[
https://issues.apache.org/jira/browse/HBASE-4608?page=com.atlassian.jira.plugin.system.issuetabpanels:comment-tabpanel&focusedCommentId=13229921#comment-13229921
]
Li Pi commented on HBASE-4608:
------------------------------
On other compression things. I looked into those.
plugging into LZMA was the first thing I thought about doing - performance
stops this one though.
There are other optimization we can make, such as modifying the dictionary to
take into account frequency, and assigning the highest probability entries to
the lowest numbers, then using vints rather than 2 bytes for everything. Note
that we shouldn't be able to beat LZMA, because we neither compress values, nor
do we compress the SequenceFile overhead. On some workloads, those overheads
might be substantial - although I haven't checked.
This is actually pretty close to the challenge displayed by caching, in that we
want to keep the most likely to be repeated entries in our dictionary, and
evict the rest. I used LRU because LRU was simple, and like caching, pretty
much anything results in a substantial performance increase over nothing.

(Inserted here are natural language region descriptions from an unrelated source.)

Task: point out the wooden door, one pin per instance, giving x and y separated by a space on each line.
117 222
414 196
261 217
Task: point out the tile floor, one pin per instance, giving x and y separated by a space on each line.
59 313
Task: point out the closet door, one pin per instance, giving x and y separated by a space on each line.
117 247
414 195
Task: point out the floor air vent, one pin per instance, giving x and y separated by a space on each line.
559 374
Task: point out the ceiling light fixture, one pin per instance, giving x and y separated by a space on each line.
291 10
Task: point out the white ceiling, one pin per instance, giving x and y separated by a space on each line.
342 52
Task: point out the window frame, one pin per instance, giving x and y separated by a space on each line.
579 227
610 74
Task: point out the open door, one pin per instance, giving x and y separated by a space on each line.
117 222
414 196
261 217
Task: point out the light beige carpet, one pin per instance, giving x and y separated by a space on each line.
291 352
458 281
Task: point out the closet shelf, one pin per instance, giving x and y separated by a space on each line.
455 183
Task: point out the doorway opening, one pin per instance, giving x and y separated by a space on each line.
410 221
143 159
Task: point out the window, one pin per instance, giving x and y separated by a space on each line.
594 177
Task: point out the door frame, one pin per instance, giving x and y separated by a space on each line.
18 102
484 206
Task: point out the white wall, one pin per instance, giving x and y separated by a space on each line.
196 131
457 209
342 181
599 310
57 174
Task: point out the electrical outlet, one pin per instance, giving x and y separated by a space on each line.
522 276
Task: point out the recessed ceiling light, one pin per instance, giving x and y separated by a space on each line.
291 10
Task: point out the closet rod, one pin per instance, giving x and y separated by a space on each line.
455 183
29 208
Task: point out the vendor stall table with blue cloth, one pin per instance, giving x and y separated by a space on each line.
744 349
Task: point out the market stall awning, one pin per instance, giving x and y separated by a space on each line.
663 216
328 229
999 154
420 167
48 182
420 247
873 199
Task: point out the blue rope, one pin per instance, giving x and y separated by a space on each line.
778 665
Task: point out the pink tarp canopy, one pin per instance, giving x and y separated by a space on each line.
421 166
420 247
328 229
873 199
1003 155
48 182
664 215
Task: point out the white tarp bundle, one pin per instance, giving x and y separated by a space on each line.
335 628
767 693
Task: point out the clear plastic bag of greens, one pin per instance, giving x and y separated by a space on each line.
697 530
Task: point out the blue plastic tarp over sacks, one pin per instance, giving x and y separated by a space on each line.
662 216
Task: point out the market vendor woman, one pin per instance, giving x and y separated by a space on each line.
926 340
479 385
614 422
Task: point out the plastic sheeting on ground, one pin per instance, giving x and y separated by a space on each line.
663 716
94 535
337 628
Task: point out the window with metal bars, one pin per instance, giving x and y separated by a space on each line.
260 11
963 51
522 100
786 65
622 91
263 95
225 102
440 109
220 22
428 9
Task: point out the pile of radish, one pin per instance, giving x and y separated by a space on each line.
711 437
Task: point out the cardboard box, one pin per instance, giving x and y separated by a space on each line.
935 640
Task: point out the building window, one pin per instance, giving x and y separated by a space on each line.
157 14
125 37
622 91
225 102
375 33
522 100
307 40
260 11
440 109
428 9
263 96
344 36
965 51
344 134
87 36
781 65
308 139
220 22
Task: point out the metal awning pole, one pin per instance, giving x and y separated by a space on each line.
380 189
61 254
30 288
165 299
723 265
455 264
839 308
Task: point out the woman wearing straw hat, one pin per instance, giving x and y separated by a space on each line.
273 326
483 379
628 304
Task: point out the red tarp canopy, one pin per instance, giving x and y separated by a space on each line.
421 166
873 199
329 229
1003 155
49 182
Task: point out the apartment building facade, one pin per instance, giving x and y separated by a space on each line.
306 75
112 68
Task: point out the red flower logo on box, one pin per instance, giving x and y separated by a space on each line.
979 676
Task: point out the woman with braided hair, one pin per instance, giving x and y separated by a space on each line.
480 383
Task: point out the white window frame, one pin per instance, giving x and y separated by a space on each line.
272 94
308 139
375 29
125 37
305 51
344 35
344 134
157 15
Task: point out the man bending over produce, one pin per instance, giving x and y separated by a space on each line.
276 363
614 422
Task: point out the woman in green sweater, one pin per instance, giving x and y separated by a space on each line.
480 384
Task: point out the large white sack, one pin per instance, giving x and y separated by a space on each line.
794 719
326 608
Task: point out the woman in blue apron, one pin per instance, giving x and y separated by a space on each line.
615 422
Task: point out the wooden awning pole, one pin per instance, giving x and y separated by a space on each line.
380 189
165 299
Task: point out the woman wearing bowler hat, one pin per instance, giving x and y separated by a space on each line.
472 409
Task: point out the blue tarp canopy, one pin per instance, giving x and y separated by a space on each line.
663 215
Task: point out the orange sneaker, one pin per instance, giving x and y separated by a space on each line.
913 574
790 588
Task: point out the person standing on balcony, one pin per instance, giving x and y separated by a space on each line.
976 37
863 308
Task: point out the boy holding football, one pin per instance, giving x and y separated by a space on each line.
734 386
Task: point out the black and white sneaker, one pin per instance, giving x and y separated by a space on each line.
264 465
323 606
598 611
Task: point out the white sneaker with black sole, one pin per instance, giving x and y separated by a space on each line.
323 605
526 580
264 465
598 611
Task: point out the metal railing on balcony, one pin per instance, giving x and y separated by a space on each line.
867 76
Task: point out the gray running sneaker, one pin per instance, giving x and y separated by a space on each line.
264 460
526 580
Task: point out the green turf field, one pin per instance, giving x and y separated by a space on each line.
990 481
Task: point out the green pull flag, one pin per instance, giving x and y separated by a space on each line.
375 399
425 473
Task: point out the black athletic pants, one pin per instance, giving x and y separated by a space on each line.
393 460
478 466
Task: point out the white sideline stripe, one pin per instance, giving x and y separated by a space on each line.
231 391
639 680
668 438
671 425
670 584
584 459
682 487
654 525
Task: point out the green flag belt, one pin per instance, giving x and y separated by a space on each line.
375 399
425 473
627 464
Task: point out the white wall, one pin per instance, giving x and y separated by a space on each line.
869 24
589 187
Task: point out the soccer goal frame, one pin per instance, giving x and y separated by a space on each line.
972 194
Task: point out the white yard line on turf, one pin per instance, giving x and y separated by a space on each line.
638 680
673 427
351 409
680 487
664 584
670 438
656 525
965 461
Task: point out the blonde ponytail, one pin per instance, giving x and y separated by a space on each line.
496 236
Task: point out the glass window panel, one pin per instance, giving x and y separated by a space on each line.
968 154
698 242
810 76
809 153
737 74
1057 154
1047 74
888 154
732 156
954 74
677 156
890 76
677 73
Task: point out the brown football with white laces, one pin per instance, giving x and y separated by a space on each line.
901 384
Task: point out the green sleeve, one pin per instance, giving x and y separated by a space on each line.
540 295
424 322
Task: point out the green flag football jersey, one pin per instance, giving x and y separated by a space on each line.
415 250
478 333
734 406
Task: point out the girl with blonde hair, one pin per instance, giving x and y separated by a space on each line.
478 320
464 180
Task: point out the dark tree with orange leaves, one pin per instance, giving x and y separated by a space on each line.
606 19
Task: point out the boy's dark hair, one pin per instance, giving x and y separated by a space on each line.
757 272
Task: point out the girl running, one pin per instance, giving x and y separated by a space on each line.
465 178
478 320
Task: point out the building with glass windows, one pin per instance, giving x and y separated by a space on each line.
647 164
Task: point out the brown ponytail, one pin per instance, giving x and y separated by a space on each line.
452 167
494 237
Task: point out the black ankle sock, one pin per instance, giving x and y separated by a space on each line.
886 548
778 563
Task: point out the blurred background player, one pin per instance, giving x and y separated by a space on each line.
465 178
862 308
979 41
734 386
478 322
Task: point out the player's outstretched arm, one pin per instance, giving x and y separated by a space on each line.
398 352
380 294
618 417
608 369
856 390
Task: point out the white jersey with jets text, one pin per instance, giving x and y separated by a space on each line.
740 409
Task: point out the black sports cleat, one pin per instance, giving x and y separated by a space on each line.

I'm pretty happy with cutting the WAL size in half on optimal workloads, though
as always, it's nice to work towards future performance goals. I have other
ideas, but they involve changing the HLog substantially in order to be more
compact. In that case, we might end up abandoning the Hadoop Sequencefile
format altogether, and this thing becomes a bit more complex.
> HLog Compression
> ----------------
>
> Key: HBASE-4608
> URL: https://issues.apache.org/jira/browse/HBASE-4608
> Project: HBase
> Issue Type: New Feature
> Reporter: Li Pi
> Assignee: stack
> Fix For: 0.94.0
>
> Attachments: 4608-v19.txt, 4608-v20.txt, 4608-v22.txt, 4608v1.txt,
> 4608v13.txt, 4608v13.txt, 4608v14.txt, 4608v15.txt, 4608v16.txt, 4608v17.txt,
> 4608v18.txt, 4608v23.txt, 4608v24.txt, 4608v25.txt, 4608v27.txt, 4608v29.txt,
> 4608v30.txt, 4608v5.txt, 4608v6.txt, 4608v7.txt, 4608v8fixed.txt,
> hbase-4608-v28-delta.txt, hbase-4608-v28.txt, hbase-4608-v28.txt
>
>
> The current bottleneck to HBase write speed is replicating the WAL appends
> across different datanodes. We can speed up this process by compressing the
> HLog. Current plan involves using a dictionary to compress table name, region
> id, cf name, and possibly other bits of repeated data. Also, HLog format may
> be changed in other ways to produce a smaller HLog.
--
This message is automatically generated by JIRA.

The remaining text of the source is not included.